Philip Scranton, Rutgers University
"The Auto Parts Maze in the US and the USSR, 1946-1980"
This is a chapter of Prof. Scranton's book manuscript Spare Parts: A Global History of a Modern Problem, forthcoming from Johns Hopkins in 2026.
Abstract:
Thousands of academic and trade books have analyzed the automobile industry, supplemented by millions of journal and magazine pages covering day-to-day production and marketing. The literature on vehicle maintenance and repair is far thinner (see Vinsel & Russell, The Innovation Delusion; Borg, Auto Mechanics), while studies of the essential technologies – spare parts – are few indeed. Our fascination with production and consumption has left what links the two – distribution – largely uninvestigated.

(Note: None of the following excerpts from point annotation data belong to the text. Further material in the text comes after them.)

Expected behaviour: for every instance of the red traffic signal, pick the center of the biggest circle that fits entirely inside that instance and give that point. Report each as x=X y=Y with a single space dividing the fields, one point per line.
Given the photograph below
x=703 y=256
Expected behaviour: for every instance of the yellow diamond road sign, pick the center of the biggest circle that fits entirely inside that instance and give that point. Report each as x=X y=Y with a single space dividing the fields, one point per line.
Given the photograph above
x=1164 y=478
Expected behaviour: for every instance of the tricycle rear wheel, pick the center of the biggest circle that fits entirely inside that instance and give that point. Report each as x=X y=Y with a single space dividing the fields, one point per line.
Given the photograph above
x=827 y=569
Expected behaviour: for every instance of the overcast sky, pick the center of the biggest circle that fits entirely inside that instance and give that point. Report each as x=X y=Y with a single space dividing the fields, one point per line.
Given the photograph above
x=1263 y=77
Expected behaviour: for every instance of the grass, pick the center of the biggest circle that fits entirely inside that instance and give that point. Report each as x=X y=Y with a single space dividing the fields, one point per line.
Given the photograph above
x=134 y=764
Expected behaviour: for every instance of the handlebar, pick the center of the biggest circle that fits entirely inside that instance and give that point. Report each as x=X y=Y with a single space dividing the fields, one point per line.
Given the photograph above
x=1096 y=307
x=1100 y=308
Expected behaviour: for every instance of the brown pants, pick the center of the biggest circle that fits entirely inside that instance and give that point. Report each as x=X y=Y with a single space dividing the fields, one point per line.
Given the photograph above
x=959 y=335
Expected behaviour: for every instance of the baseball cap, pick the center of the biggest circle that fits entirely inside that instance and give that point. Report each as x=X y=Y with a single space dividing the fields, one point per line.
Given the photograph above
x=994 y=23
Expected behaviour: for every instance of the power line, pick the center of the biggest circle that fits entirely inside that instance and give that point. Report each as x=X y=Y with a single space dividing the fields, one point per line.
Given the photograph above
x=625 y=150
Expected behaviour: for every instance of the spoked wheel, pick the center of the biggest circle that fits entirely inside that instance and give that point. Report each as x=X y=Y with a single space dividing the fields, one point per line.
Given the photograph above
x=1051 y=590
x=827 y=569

Whereas auto assembly trended strongly toward corporate consolidation, parts provision resisted the Big Three’s sustained efforts at control, persisted as a source of technical novelty, and remained chaotic and bitterly competitive throughout the postwar decades. Parts profusion accelerated during the 1960s, rising in eight years from 472,000 distinct components for Detroit models to 768,000. The perils of such abundance included long delays in locating the correct spare and the fragmentation of auto servicing into rival clusters of garages, dealerships, mass merchandisers (Sears), specialized chains (Midas), parts wholesalers (NAPA) and retailers (Auto Zone), supplemented by “shade tree mechanics” and DIY economizers. By contrast, the closing section highlights the perils of planning, Soviet-style, which yielded shortages of many components and surpluses of others (especially those that were easy-to-make, whether needed or not). Both “systems” worked, after a fashion, though neither was rational, efficient, or at all systematic.